4. Maintaining access/privilege escalation — Once a system is successfully penetrated, access must be maintained while exploiting vulnerabilities. Privilege escalation and pivoting, depending on the engagement’s scope; however, harvesting data is usually the primary goal of this stage.
5. Exfiltration/Reporting — Any network or system access leaves traces of evidence. Some hackers purposely leave evidence found during incident response and later analysis outside of a penetration test. Others take great care to hide all of their activities. Whether removal of digital forensic evidence is helpful for penetration testers depends on prior agreement. It could be beneficial to leave log traces to demonstrate successful access and aid in implementing countermeasures. During this phase, reporting of all activities of the penetration testing process is reported, both successful and unsuccessful.
Testing Methods
Methods used while performing penetration testing vary widely. A selected methodology depends on the particular device or component and its suspected vulnerabilities. For example, web application testing uses different methods than the methods used to test network components, operating systems, databases, or while attempting privilege escalation. Depending on the stage, component, or device, methods could include vulnerability and port scans, packet sniffing, DoS attacks, and social engineering tactics. While maintaining access attempting to pivot or escalate privileges, the tester will try to obtain authorization to access data within scope. Also, if in scope, obtaining remote access for further data exfiltration would be attempted during this stage. If the rules of engagement permit this, a tester ensures access for further examination or data exfiltration of the targeted system.
Penetration testers commonly use a Linux operating system. Numerous distributions exist that focus on tool suites containing capable methods used in the various stages of penetration testing. Kali Linux, developed and is maintained by Offensive Security, is well-known for its rich and encompassing toolsets for penetration testers and hackers, ethical or otherwise. Parrot Security OS is another testing distribution that focuses on cloud security. Other frequently used distributions include Samurai’s Web Testing Framework, Pentoo Linux, and ArchStrike. Further, proprietary systems dedicated to penetration testing are commonly used. Also, a tester with scripting knowledge may moderate existing code to meet the exact specification for a particular vulnerability as needed.

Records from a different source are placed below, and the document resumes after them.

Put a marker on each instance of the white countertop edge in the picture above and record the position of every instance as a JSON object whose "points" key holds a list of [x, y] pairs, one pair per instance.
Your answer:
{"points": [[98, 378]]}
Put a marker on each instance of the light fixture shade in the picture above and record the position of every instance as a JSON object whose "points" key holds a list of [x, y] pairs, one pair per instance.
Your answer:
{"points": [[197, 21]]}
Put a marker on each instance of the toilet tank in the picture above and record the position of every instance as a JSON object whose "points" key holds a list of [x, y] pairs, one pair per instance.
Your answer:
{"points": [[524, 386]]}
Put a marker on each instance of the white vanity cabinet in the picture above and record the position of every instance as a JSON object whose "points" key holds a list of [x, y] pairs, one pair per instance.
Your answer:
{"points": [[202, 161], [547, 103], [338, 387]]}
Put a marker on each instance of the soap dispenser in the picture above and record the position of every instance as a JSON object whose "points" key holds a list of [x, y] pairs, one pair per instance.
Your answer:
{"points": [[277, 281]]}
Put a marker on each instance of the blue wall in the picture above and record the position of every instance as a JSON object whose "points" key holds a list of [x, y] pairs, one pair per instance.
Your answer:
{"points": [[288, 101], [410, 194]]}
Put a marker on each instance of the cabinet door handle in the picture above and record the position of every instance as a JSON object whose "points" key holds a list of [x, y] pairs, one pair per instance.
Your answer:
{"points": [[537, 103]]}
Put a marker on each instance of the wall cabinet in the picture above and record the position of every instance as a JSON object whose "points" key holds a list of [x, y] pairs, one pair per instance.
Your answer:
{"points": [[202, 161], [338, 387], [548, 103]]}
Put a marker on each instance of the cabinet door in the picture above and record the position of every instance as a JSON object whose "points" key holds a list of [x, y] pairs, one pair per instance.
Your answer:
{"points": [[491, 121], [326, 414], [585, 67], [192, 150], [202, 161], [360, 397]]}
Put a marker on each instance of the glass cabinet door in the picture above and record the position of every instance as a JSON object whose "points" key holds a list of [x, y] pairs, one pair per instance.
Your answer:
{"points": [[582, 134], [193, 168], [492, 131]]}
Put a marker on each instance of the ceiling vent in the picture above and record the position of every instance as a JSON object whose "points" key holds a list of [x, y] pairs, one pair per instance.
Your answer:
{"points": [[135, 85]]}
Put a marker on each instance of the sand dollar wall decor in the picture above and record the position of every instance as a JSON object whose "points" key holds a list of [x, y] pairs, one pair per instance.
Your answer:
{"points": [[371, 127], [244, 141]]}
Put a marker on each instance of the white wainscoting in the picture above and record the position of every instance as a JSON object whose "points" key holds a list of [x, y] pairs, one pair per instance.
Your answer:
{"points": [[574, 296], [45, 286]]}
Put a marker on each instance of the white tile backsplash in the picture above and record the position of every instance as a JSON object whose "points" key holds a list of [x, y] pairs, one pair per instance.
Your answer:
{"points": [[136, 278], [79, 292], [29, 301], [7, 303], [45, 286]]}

The method of choice varies according to the particular stage. For example, during planning and reconnaissance, a combination of online tools and frameworks and information gathering via social engineering could be utilized. A commonly used tool during the scanning/enumeration is Nmap. It offers ease of fingerprinting aids evading Intrusion Detection System evasion (Nagendran et al., 2019). In the access/exploitation stage, manual exploitation may be more appropriate than automated tools. Automation will detect numerous exploitable vulnerabilities; however, tester intervention usually selects the most appropriate exploit method. Finally, and perhaps most important, is accurate reporting of results. A summative document is sufficient for senior-level management; however, a detailed explanation of all activities is required for cybersecurity management.
Web applications expose different vulnerabilities than system hardware and operating systems. Common methods to exploit a web application and extract data include SQL injection, cross-site scripting, cross-site request forgery, insecure direct object reference, and remote code execution.
Despite best attempts by network administrators, firewalls are frequently breached. Metasploit, part of the Kali Linux distribution, may be used by penetration testers to bypass firewall security. Penetration testers may also use Nmap and Hping to locate firewalls. After the firewall is located, methods other than Metasploit may be used. For example, traceroute, port scanning, banner grabbing, and access control enumeration may help bypass firewall protection.